Brèves de noces

neuroleptiques½ h avant midi.

 

– Tiens ? Y a plus personne ? Y avait plein de monde, non ?

– Si si, plein. Y avait, euh… y avait qui, en fait ?

– Aucune idée. Déjà que c’était l’émeute, je ne peux pas savoir en plus qui c’était.

– Y avait FF, au moins. « Hé, JP, t’as pas un petit quart ? » « Hé, JP, t’as pas un CD ? » « Hé, t’as pas un autre petit quart ? » « Hé, j’aurais besoin d’un CD, t’as pas ça ? » A la fin, je lui ai dit : « Ecoute, FF : je t’ai déjà donné quatre quarts, ça fait un entier et des CD, y en a 800 dans la pièce. T’as qu’à chercher. »

– Moi, quand FF a commencé à raconter sa vie, ça m’a carrément réveillée.

– Arf ! C’était quoi, le début ? Il est allé à l’armée et après je ne sais plus.

– A un moment, il bossait en cuisine, il se branlait dans les plats et il chiait dans la soupe, non ?

– Si ! Et il s’est pris 364 jours de mitard, c’est ça ?

– Il a raté l’année de peu, il a dit.

– Le coup de chier dans la soupe, je me souviens que T a dit « Noooon ! » Et que N a dit « Si c’est possible ! Ecoute la suite ! »

– Ensuite, FF a cassé la gueule de l’adjudant et il a fini en camp disciplinaire, non ?

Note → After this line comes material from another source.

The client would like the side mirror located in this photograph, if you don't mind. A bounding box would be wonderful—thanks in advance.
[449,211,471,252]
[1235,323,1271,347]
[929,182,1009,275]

– Ouais. Ils l’ont mis au bar.

– Non ??

– Ah, faut savoir renoncer.

– A quatre du’, y avait plus d’alcool, ils me faisaient des réclamations, tous ! « Me demandez pas ! Y a plus rien », je leur ai dit. Alors ils ont carrément attaqué les Tourtel.

– Non ?!

– Si ! Ils se plaignaient : « Ouais, elle a un drôle de goût, ta bière. » Ah bon ?

– Et FF est venu me voir : « Mais j’ai hypersoif ! Comment je fais ? » Je lui ai montré le robinet d’eau. « Ca se boit, tu sais ».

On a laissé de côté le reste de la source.